“I have a friend, Gus X, who, in college, would start up conversations with chicks at parties about the tattoo they would get if they got a tattoo. He got lots of stories about things sentimental to them that they would want to adorn them for life. “A heart with my dog Barney’s name in it on my ankle,” “The scales of justice on my wrist to remind me to always take a balanced approached to everything I do. . . ” etc. When they were done telling of their ideal tattoo, they would inevitably ask what tattoo he would get. He would look them in the eye and say, “I would get a bald eagle across my chest, carrying a dead pig in its left talon.” He would hold eye contact for another couple of seconds, then would turn and walk off ending the conversation.
To the extent it helps with the vibe of the thing, Gus had curly blonde hair cut in a mullet. He got his degree in Turf Management at Kansas State University after 11 years in college (not kidding) and now runs the greens of a fancy golf course in Arizona. He has no tattoos and no eagles.
I would like a drawing of the tattoo that Gus X never got.” Shari
When I say I’m scared of drawing, people either think I’m joking or fishing for compliments, but the truth is I haven’t really felt comfortable drawing ever since my first formal lesson at the age of ten. Until then, it had always been something I’d practiced instinctively, without too much thought. In fact, it was a way for me to get a thought out of my head and into the open, where I could see it. Sort of like thinking out loud, only with a crayon or stick. Mark making was just another form of communication to me, using all kinds of tools and symbols
My teacher (a very stern elderly nun) would make us sit for hours copying etchings from dusty old art books. This kind of “Drawing” felt neither instinctive nor natural. Suddenly, Drawing (with a capital D) meant staring at the tortured or rapturous faces of deities, disciples, gladiators and martyrs.
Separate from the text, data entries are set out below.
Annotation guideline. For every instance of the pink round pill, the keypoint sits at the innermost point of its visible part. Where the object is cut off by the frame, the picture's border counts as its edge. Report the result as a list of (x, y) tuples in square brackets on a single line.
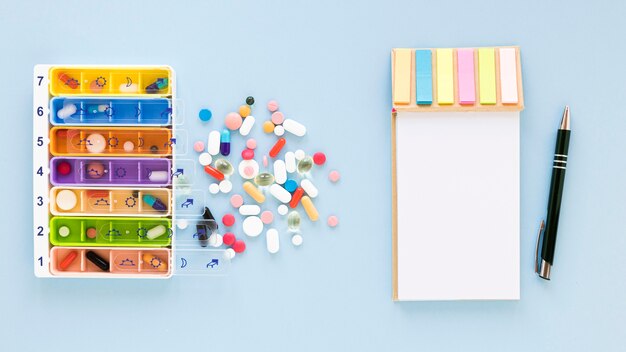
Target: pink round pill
[(272, 105), (333, 221), (236, 200), (278, 118), (233, 121), (198, 146), (267, 217)]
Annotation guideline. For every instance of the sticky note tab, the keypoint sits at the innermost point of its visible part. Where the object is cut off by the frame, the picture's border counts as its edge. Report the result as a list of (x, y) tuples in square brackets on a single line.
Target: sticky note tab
[(487, 75), (402, 76), (423, 77), (445, 77), (465, 76), (508, 76)]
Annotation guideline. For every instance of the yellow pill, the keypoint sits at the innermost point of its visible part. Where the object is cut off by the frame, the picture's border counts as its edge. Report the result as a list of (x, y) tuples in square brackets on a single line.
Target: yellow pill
[(244, 110), (253, 192), (268, 127), (309, 208)]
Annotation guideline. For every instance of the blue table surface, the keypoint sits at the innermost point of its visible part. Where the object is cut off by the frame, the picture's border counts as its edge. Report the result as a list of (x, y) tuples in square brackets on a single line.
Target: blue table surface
[(328, 64)]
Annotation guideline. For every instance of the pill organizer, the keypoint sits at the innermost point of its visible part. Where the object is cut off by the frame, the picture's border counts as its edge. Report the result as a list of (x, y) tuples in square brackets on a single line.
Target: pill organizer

I came to think of it as a very serious and important business, for very serious and important people; people with very important-sounding names like Rembrandt, Michael Angelo, Caravaggio, and Leonardo da Vinci. In my ten-year-old mind there wasn’t much hope for a Sally.I became very disheartened. “Drawing” wasn’t at all what I’d thought it to be, and I decided that it was probably best left to professionals.
Fast forward several lifetimes later and I am STILL struggling to overcome this ridiculous blockage! In an attempt to loosen up and rewire my brain, I’ve started taking random requests. I give myself between 2 to 5 minutes and sketch on the spot, without time to over-think it. I find it helps to draw on lined or scrap paper as white “drawing paper” gives me stage fright! The first marks are always a bit hesitant, but then I tell myself that I’m not creating Art, just making marks to convey a message. writing with pictures
The very first request was: “a family of cows around a table, eating a human“!! We were sitting in a bistro at the time. Our meals arrived before I could draw more than one cow, so I compromised by hanging a family portrait in the background. It was meant to be funny but it’s actually a pretty gruesome image. No more disturbing, I suppose, than a human slicing into a dead cow, but still …. it definitely made me think a bit. Later, I used photoshop to remove the background and create a more “finished” image.
…. and so on.
I now have a waiting list of requests that I’m terrified of tackling, but every time I push through the fear I find the process incredibly liberating and, most importantly, FUN!